Выбрать главу

Пролог

Надпись, выцарапанная на парте колледжа номер 24, города Санкт-Петербурга:

«Маша Строкина уродливая дура».

Cмех и гогот заполняли женский туалет. Влажный волосы цеплялись к лицу, и от слез набухали глаза. Все это превращалась в ужасную какофонию, от которой она сходила с ума. Все началось чуть раньше.

Первые пары закончились и началась длинная перемена, на которой девушки пошли по своим делам, но брезгливые взгляды никак не покидали Машу. Она ходила в старой одежде, которая местами обвисала, у неё были потрескавшиеся губы, сонный вид, и она шла в столовую не желая привлекать внимание.

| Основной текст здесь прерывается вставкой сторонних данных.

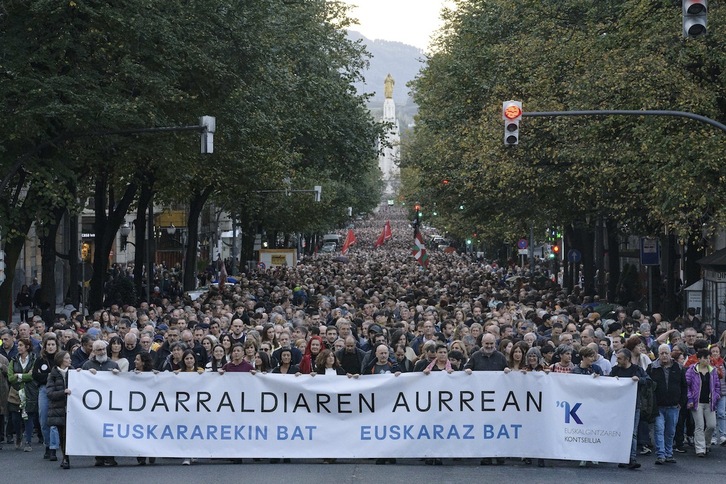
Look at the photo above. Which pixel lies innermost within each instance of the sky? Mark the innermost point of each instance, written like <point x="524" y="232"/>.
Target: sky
<point x="408" y="21"/>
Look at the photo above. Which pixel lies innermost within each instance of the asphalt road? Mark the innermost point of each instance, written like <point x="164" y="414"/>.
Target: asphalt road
<point x="29" y="467"/>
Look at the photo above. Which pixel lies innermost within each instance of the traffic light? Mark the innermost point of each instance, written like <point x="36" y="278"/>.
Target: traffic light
<point x="695" y="13"/>
<point x="511" y="114"/>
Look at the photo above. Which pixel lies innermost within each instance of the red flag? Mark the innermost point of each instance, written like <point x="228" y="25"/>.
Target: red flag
<point x="222" y="275"/>
<point x="349" y="240"/>
<point x="419" y="250"/>
<point x="385" y="235"/>
<point x="381" y="238"/>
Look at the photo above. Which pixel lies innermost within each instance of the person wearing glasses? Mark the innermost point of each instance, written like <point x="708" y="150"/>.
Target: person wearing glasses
<point x="100" y="361"/>
<point x="704" y="392"/>
<point x="670" y="393"/>
<point x="626" y="369"/>
<point x="487" y="359"/>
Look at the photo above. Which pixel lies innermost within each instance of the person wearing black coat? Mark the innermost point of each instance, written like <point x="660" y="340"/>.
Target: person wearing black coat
<point x="57" y="390"/>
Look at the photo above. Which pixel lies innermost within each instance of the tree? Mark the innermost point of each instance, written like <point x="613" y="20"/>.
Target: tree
<point x="568" y="55"/>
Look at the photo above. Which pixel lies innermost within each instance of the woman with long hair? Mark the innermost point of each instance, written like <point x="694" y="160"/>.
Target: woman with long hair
<point x="114" y="348"/>
<point x="565" y="365"/>
<point x="218" y="358"/>
<point x="173" y="362"/>
<point x="23" y="397"/>
<point x="268" y="335"/>
<point x="44" y="364"/>
<point x="208" y="343"/>
<point x="189" y="363"/>
<point x="312" y="350"/>
<point x="286" y="367"/>
<point x="58" y="391"/>
<point x="704" y="392"/>
<point x="250" y="346"/>
<point x="262" y="362"/>
<point x="516" y="356"/>
<point x="440" y="362"/>
<point x="458" y="345"/>
<point x="226" y="341"/>
<point x="327" y="364"/>
<point x="533" y="361"/>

Дома почти наверняка не было еды, и по возвращение пришлось бы давиться хлебом, папа постоянно забывал оставлять деньги на еду, и не редко ходил в магазин. Дни, когда папа приносил пакет с едой были для неё счастливыми.

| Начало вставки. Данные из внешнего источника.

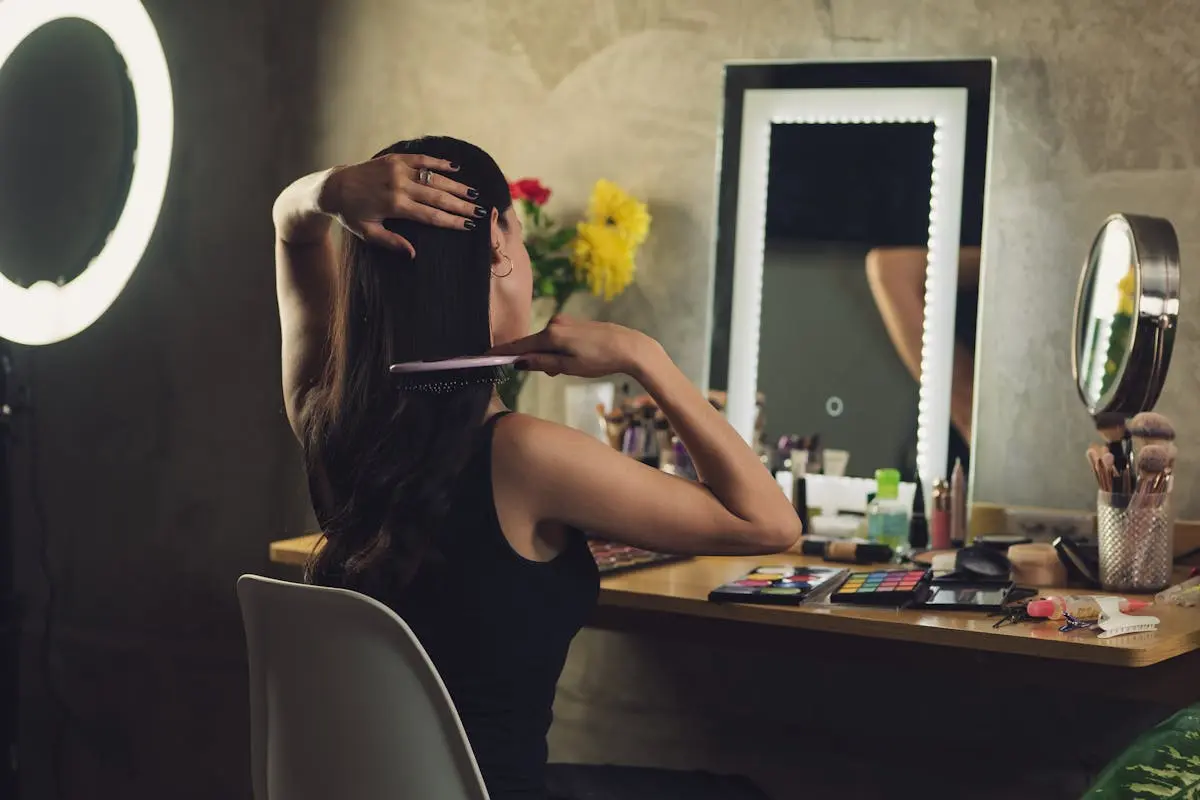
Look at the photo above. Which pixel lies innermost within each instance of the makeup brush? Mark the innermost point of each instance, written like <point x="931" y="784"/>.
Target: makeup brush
<point x="1153" y="462"/>
<point x="450" y="374"/>
<point x="1109" y="470"/>
<point x="1111" y="428"/>
<point x="1093" y="459"/>
<point x="1149" y="428"/>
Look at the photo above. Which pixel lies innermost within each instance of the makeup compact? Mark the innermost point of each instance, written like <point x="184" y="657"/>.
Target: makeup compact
<point x="612" y="558"/>
<point x="888" y="588"/>
<point x="967" y="596"/>
<point x="780" y="585"/>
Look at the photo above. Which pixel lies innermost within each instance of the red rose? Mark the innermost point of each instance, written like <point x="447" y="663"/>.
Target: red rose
<point x="529" y="188"/>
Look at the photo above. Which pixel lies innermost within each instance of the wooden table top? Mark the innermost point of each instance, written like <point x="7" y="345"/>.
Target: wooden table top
<point x="683" y="588"/>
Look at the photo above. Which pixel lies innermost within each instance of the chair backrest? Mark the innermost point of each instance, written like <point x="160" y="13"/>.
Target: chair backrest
<point x="345" y="702"/>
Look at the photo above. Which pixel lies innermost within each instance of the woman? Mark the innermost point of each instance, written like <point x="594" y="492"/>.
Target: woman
<point x="897" y="276"/>
<point x="463" y="517"/>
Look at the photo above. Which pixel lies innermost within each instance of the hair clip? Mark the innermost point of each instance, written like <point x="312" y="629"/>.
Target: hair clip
<point x="1074" y="624"/>
<point x="1114" y="623"/>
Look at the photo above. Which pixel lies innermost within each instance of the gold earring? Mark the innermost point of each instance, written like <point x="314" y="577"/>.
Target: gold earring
<point x="505" y="257"/>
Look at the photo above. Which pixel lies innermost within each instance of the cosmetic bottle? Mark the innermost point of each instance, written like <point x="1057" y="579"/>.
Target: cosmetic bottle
<point x="958" y="505"/>
<point x="940" y="529"/>
<point x="887" y="517"/>
<point x="799" y="488"/>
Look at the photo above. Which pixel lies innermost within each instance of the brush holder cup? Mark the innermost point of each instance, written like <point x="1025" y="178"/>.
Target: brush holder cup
<point x="1137" y="541"/>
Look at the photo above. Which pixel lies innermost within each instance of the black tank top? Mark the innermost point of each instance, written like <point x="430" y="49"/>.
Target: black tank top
<point x="497" y="626"/>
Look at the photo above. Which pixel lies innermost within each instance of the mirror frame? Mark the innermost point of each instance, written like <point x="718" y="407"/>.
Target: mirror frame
<point x="1156" y="253"/>
<point x="759" y="95"/>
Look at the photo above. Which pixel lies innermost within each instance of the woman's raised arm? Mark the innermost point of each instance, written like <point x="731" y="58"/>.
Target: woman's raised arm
<point x="360" y="197"/>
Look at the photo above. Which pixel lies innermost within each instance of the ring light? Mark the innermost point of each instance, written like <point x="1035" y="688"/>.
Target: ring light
<point x="45" y="312"/>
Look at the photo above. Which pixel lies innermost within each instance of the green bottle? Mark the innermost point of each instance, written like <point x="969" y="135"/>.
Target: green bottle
<point x="887" y="517"/>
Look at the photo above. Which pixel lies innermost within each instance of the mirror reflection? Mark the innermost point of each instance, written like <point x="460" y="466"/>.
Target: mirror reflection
<point x="66" y="150"/>
<point x="844" y="290"/>
<point x="1108" y="313"/>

В эти дни Маша постоянно вспоминала маму и грустила, та умерла несколько лет назад, оставив дочку с непутевым отцом. Маша его любила, ведь у непутевого отца было доброе сердце, если бы папа меньше пил, она была уверена, он бы не забывал ходить в магазин или, хотя бы, оставлять ей деньги. Дело в том, что у папы было много проблем, и у него никак не получалось разобраться со своей машиной, она вечно ломалась, и он никак не мог оставить эту проклятую жестянку в покое. У папы никак не получалось найти достойную работу, так говорил папа, Маша любила и ценила папу таким, какой он есть. Когда папа напивался, он вечно кричал на всю кухню, что ему не везет с машиной, извинялся за то, что не мог смог дать Маше достаточной забыты, и постоянно повторял одно и тоже, как попугай. В такие моменты чтобы Маша ему не говорила, папа не слушал, точнее слушал и кивал, но сознание его было уже где-то далеко, и он продолжал повторять, «Прости, Маша, прости. Я такой плохой отец». Со временем Маша привыкла и молча кивала, наверное, это было жестоко, – думала она, но у неё не получалось переубедить папу.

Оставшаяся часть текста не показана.